When Sirhan began shooting in the Ambassador Hotel on that night 53 years ago, he did more than destroy an innocent human life, brutally upend America’s political process, and deprive 11 children of their father. He also opened the door to the Arab terrorism that would inflict such bloody havoc on the West in the years ahead. The assassination that Reston pooh-poohed as “wholly irrational” has had a profound and lasting effect. It helped convince other Palestinians and Middle Eastern extremists that the most effective way to advance their cause was through bloody acts of public mayhem.

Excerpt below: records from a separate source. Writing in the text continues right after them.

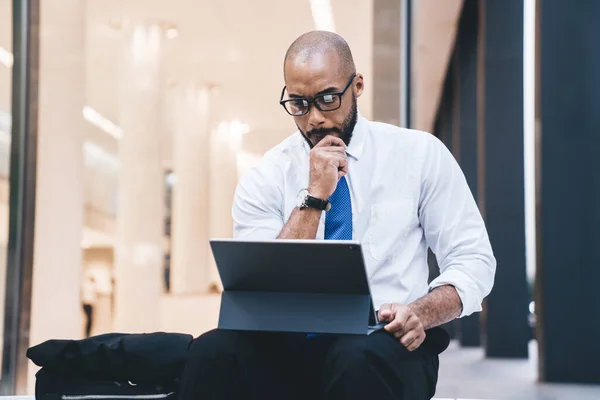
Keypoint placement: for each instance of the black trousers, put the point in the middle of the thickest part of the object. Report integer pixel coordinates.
(258, 365)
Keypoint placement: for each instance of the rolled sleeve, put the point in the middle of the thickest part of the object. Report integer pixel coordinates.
(257, 205)
(454, 229)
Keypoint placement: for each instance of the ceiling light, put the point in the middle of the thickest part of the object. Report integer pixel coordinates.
(172, 33)
(6, 57)
(95, 118)
(322, 15)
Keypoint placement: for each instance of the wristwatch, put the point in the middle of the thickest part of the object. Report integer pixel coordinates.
(305, 200)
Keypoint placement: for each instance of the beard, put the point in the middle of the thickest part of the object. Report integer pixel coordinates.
(314, 136)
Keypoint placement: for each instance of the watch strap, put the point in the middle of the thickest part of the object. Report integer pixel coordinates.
(319, 204)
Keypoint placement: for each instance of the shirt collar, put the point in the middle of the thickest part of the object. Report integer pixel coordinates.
(359, 135)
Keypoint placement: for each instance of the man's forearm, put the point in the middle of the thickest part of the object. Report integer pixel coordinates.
(303, 224)
(439, 306)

If the decision of the parole board stands, the first Palestinian terrorist in America “may walk free, no doubt to the cheers of those who share his views,” said former Massachusetts congressman Joseph P. Kennedy II, RFK’s oldest son. Those cheers would be yet another reminder that we live in a world shaped by Sirhan’s act of political bloodshed.

Jeff Jacoby is an op-ed columnist for the Boston Globe.